Objective: We aim to provide an up-to-date systematic review and meta-analysis of the effects of cognitive stimulation (CS) on cognition, depressive symptoms, and quality of life in persons with dementia. Factors affecting the treatment effect were examined.

Methods: A literature search was performed on databases of MEDLINE, EMBASE, PsycINFO, CINAHL Plus, and Cochrane Library up to 7 March 2019. Only randomised controlled trials investigating the effects of CS in persons with dementia were included. The outcome measures were cognitive function, depressive symptoms, and quality of life.

Results: 20 randomised controlled trials with a total of 1251 participants (intervention group: 674; control group: 577) were included for meta-analysis. Most participants had mild to moderate dementia. CS had a significant positive small-to-moderate effect on cognition (Hedges’s g = 0.313, p < 0.001). Heterogeneity of CS was low to moderate (Q=30.5854, df=19, p < 0.05, I2 = 37.877%). Inconclusive results were found for depressive symptoms and quality of life.

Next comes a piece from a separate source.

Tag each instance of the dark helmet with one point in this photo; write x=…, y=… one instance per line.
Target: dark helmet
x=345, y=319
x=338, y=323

Conclusion: CS has a significant positive effect on cognitive function, but its effect on depressive symptoms and quality of life was inconclusive. Future studies with more robust methodology establishing evidence of its efficacy are required.

Key words: Cognition; Dementia; Meta-analysis; Systematic review

Introduction

Dementia is a neurocognitive disorder and a major public health issue1 and causes difficulty in independent daily functioning.2 Dementia has a high burden on morbidity and mortality. Both pharmacological and non-pharmacological treatments are the mainstay of treatment, but pharmacological treatment has potential adverse effects. There is a growing need for non-pharmacological interventions in dementia.3

Cognitive stimulation (CS) aims at stimulating cognitive and social functions globally by means of activities and discussions.4 CS emphasises information processing rather than acquiring knowledge and facts.5 CS can be operationally performed in groups or individually with an integrative approach involving presentation of orientation information, structured discussions on various everyday topics and enjoyable activities within a socially engaged context.4,6,7 The mechanism of action for CS is based on the theories of cognitive reserve and neuronal plasticity, which are originated from reality orientation developed in 1966.8

CS stimulates cognitive functions globally, as various cognitive functions are utilised in a unified rather than an isolated manner.4 However, CS is heterogeneous in terms of formats, settings, and duration of treatment, with high content variability.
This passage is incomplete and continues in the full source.